2) Cette responsabilité - et donc l'obligation de réparer du locataire - découlant du contrat de bail (qu'il soit écrit ou verbal), c'est le Juge de Paix du lieu de l'immeuble qui sera exclusivement compétent pour connaître de toute réclamation judiciaire introduite par le propriétaire. Dans l'hypothèse où le montant de la garantie locative - ou de la « caution » - constituée en début de bail par le locataire n'est pas suffisante pour couvrir le montant des dégâts (locatifs) causés dans les lieux loués, le propriétaire tentera bien entendu d'obtenir, dans un premier temps, une indemnisation totale par la voie amiable.
Si le locataire refuse d'indemniser au-delà du montant de la garantie locative constituée, le propriétaire pourra introduire une procédure judiciaire devant le juge de Paix compétent pour obtenir la condamnation du locataire au paiement du solde des dégâts locatifs.
Dans le cadre d'une telle procédure, il est fondamental pour le propriétaire soit en mesure de prouver la nature, l'importance, et l'imputabilité (au locataire sortant) des dégâts locatifs dont il demande réparation. A cette fin, le propriétaire devra être attentif à faire systématiquement réaliser un état des lieux d'entrée - obligatoirement contradictoire (donc signé par le locataire) - à défaut duquel « ...le locataire est présumé avoir reçu la chose louée dans le même état que celui dans lequel elle se trouve à la fin du bail, sauf preuve contraire. » (article 1731 du Code civil). Il devra bien entendu faire également réaliser un état des lieux de sortie, dans lequel l'ensemble des dégâts locatifs seront constatés, et éventuellement chiffrés.
C'est sur base de cet état des lieux de sortie - mis en parallèle avec l'état d'entrée - que le propriétaire pourra prouver au juge la nature, l'importance et surtout l'identité de l'auteur responsable de ces dégâts locatifs (puisque ces dégâts auront été causés dans les lieux entre l'état des lieux d'entrée et de sortie).
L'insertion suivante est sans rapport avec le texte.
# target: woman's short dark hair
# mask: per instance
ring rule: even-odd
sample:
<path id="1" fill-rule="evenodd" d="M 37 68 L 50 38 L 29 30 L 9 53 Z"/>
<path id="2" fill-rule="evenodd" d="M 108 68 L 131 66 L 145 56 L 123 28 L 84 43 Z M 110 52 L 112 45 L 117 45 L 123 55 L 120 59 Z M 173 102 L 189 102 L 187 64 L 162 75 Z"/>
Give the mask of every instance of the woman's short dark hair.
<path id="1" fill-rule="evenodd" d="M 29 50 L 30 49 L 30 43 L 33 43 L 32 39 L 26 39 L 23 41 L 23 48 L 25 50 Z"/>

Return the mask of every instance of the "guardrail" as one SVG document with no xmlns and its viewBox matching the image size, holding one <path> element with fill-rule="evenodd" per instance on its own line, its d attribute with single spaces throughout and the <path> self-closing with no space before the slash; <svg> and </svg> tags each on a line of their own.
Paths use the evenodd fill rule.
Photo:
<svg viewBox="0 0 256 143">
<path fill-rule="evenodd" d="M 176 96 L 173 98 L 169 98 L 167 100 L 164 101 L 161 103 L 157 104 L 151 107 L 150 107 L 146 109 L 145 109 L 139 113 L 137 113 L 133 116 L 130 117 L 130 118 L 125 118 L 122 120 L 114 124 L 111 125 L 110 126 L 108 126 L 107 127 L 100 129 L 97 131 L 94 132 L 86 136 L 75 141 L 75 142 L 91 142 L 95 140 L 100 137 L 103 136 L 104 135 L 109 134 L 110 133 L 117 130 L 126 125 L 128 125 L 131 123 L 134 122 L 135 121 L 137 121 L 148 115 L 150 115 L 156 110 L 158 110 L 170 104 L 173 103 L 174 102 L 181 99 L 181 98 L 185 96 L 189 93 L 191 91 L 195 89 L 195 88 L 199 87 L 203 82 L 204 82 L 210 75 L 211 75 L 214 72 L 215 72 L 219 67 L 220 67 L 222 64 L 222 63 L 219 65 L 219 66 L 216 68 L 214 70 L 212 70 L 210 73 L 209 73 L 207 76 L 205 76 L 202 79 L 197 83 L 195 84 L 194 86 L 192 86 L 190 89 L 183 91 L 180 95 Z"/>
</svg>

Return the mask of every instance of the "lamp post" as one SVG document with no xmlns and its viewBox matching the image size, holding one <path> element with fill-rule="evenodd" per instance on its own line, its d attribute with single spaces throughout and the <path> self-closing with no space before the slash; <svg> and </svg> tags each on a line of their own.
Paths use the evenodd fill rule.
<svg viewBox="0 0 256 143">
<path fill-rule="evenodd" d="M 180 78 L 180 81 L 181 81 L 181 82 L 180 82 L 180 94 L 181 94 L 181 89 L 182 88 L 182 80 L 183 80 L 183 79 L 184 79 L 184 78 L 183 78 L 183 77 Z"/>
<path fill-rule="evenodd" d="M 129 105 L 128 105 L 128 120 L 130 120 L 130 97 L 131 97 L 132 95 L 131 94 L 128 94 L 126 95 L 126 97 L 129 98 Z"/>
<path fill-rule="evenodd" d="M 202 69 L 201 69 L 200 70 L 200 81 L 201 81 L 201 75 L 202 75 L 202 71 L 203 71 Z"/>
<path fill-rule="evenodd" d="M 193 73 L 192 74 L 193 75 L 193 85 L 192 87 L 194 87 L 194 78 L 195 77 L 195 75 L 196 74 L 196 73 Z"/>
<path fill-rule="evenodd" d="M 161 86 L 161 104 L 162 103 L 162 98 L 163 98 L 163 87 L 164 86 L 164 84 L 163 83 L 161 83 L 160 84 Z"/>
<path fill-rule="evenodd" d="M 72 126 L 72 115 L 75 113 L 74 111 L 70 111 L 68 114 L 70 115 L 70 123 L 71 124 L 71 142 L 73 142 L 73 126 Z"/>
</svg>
Une fois la faute, et son imputabilité, établie, le propriétaire devra encore prouver le montant du dommage qu'il réclame. Pour ce faire, il pourra soit : - faire chiffrer directement par l'expert qui procède à l'état des lieux de sortie, les frais de réparations ou de renouvellement des objets endommagés ; - se procurer un devis ou tout autre document permettant de déterminer la valeur de remise en état ou de remplacement. Il est toutefois possible que le juge n'accorde pas au propriétaire la valeur à neuf, mais la réduise pour tenir compte de la vétusté ou de l'amortissement de l'objet - ou des enduits ou revêtements - à remplacer.